Fascinating. I wonder if it's possible to control for improved car safety when looking at the decreasing risk of driving over time; did speed limits make highways/motorways safer or more dangerous? I recall reading that (counter-intuitively), removing stop signs from a residential area made it safer, and I wonder if the same is true for speed limits. Maybe if people weren't given a suggestion of how fast to drive, they would be more likely to drive within their personal safety limit (whether that be faster or slower).
> Maybe if people weren't given a suggestion of how fast to drive, they would be more likely to drive within their personal safety limit (whether that be faster or slower).
I have the impression that this is very different in most of Europe compared with most of the places in the US I've driven: in the US, most roads have a speed limit ultimately set to the lower of what's politically acceptable and what an engineering is willing to sign off on as safe, AFAIK; in most parts of Europe, there are two or three standard speed limits (urban, rural, highway) that apply everywhere and speed limits are only altered downwards if there's a stretch that's a particular crash hotspot.

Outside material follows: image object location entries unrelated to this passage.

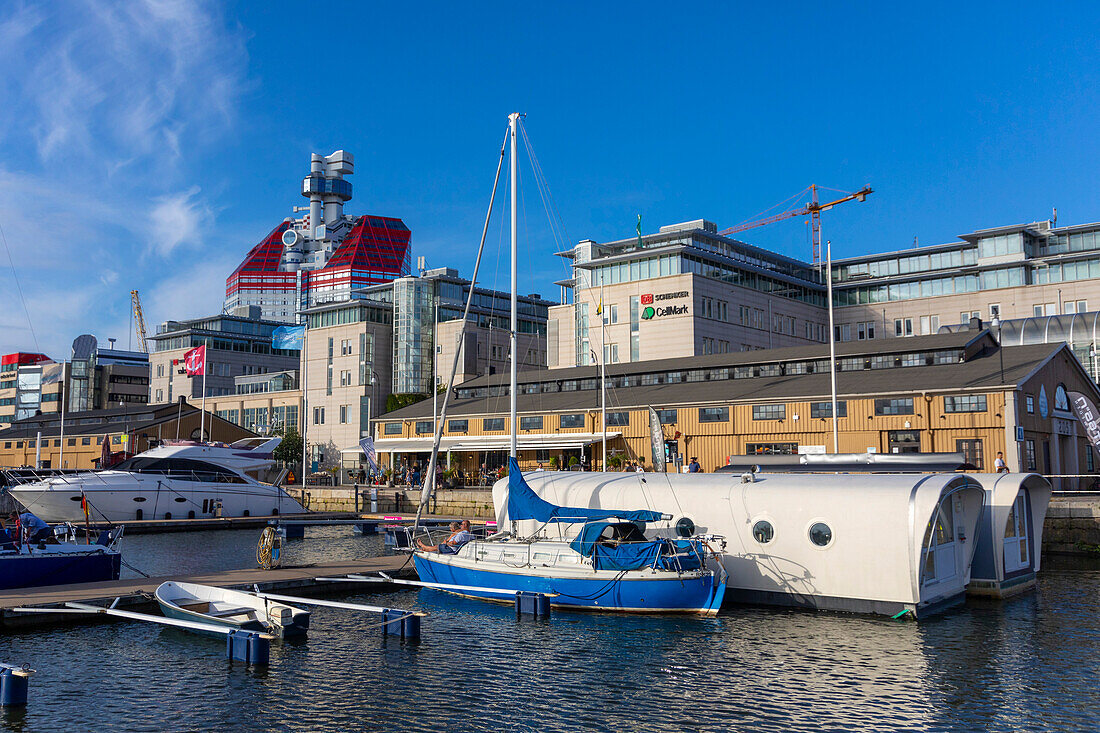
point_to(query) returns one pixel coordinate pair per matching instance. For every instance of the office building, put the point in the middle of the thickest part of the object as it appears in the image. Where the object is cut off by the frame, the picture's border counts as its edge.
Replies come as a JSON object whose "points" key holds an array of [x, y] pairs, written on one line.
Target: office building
{"points": [[325, 254]]}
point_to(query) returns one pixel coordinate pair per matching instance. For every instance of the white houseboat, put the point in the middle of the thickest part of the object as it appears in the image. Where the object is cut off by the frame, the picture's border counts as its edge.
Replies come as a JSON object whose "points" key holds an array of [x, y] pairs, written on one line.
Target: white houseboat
{"points": [[1010, 534], [886, 544]]}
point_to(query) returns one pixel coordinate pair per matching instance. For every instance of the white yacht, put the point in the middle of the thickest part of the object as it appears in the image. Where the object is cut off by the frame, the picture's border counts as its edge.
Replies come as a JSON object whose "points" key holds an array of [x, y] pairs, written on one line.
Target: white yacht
{"points": [[179, 479]]}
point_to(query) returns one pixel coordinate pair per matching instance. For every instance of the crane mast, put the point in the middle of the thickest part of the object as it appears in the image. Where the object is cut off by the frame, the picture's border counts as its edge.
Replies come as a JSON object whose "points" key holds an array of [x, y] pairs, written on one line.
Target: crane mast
{"points": [[139, 320], [812, 208]]}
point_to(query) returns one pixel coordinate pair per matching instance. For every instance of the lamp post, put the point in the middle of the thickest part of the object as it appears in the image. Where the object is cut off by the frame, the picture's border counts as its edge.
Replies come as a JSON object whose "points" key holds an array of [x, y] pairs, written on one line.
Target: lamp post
{"points": [[1000, 347]]}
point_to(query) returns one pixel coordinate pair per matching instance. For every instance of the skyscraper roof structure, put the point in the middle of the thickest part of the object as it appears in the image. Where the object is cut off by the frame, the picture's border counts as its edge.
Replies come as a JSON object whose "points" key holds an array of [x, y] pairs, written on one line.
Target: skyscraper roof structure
{"points": [[323, 255]]}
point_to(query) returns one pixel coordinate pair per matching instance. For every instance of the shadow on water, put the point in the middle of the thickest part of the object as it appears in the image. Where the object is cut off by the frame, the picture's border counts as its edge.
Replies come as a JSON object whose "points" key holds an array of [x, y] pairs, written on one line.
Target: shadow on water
{"points": [[1030, 663]]}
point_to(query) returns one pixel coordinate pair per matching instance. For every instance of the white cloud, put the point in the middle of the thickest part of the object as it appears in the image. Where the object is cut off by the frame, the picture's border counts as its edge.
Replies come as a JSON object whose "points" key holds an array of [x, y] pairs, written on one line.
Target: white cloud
{"points": [[178, 219], [107, 109]]}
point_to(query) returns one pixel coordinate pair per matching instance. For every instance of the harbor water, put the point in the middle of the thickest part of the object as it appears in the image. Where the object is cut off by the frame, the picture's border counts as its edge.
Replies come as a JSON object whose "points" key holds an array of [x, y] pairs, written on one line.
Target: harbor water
{"points": [[1026, 664]]}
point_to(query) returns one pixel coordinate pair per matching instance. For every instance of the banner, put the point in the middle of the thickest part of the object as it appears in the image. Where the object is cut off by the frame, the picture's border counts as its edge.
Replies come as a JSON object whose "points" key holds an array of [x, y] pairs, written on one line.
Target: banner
{"points": [[372, 455], [1089, 416], [195, 361], [288, 337], [657, 440]]}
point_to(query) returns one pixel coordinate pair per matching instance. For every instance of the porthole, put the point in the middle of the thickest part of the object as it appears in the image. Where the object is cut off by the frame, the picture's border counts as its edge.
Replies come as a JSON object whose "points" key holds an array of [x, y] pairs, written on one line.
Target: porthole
{"points": [[762, 532], [820, 534], [684, 527]]}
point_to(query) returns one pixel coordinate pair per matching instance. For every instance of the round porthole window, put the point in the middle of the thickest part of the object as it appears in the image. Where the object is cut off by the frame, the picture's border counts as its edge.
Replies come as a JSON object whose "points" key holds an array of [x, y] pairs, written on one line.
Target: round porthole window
{"points": [[685, 527], [820, 534], [762, 532]]}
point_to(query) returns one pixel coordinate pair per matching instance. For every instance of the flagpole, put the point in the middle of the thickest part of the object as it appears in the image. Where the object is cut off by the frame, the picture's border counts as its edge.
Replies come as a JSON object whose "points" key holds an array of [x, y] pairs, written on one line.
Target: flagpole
{"points": [[202, 414]]}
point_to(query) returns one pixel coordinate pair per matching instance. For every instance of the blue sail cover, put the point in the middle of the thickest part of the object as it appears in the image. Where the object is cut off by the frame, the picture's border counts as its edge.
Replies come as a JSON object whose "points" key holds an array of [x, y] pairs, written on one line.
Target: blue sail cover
{"points": [[525, 504]]}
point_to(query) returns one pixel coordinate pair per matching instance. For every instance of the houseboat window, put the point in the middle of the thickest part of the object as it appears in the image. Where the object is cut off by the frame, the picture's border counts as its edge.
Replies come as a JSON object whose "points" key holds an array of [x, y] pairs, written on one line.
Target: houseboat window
{"points": [[820, 534], [685, 527], [762, 532]]}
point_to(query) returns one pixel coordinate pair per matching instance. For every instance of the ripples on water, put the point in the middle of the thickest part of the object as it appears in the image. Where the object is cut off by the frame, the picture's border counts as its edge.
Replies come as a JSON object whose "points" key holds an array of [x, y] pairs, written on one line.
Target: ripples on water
{"points": [[1027, 664]]}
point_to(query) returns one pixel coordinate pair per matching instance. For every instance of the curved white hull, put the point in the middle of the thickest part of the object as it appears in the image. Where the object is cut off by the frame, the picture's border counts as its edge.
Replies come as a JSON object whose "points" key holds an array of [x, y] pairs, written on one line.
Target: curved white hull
{"points": [[120, 496]]}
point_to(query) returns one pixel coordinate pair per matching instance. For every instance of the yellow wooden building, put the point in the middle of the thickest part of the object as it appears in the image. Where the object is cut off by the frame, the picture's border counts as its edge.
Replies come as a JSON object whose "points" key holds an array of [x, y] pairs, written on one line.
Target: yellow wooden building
{"points": [[943, 393]]}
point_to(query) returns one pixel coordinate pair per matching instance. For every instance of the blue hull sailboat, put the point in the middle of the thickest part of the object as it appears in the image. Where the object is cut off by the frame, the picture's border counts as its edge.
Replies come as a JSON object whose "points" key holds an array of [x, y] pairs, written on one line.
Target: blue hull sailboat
{"points": [[607, 566]]}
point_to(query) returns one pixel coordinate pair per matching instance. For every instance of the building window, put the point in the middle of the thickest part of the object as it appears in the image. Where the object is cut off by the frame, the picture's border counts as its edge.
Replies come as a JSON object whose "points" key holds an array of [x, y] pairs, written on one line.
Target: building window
{"points": [[971, 451], [771, 448], [904, 441], [713, 414], [575, 419], [769, 412], [667, 416], [825, 408], [618, 418], [968, 403], [899, 406]]}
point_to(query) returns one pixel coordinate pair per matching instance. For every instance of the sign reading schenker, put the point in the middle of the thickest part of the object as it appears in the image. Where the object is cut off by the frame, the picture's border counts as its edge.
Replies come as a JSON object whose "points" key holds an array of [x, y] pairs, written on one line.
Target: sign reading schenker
{"points": [[651, 312]]}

For example, I've been down plenty of narrow roads around the UK where the speed limit was the standard 60mph, but good luck going more than 20mph even if you know the road well. As such, you're already expected to use personal judgement. By comparison, all of the rural roads in the US I've driven down that were at all tight had speed limits like 20 or 30mph, and if anything they were set lower than I would've driven down them had they been higher.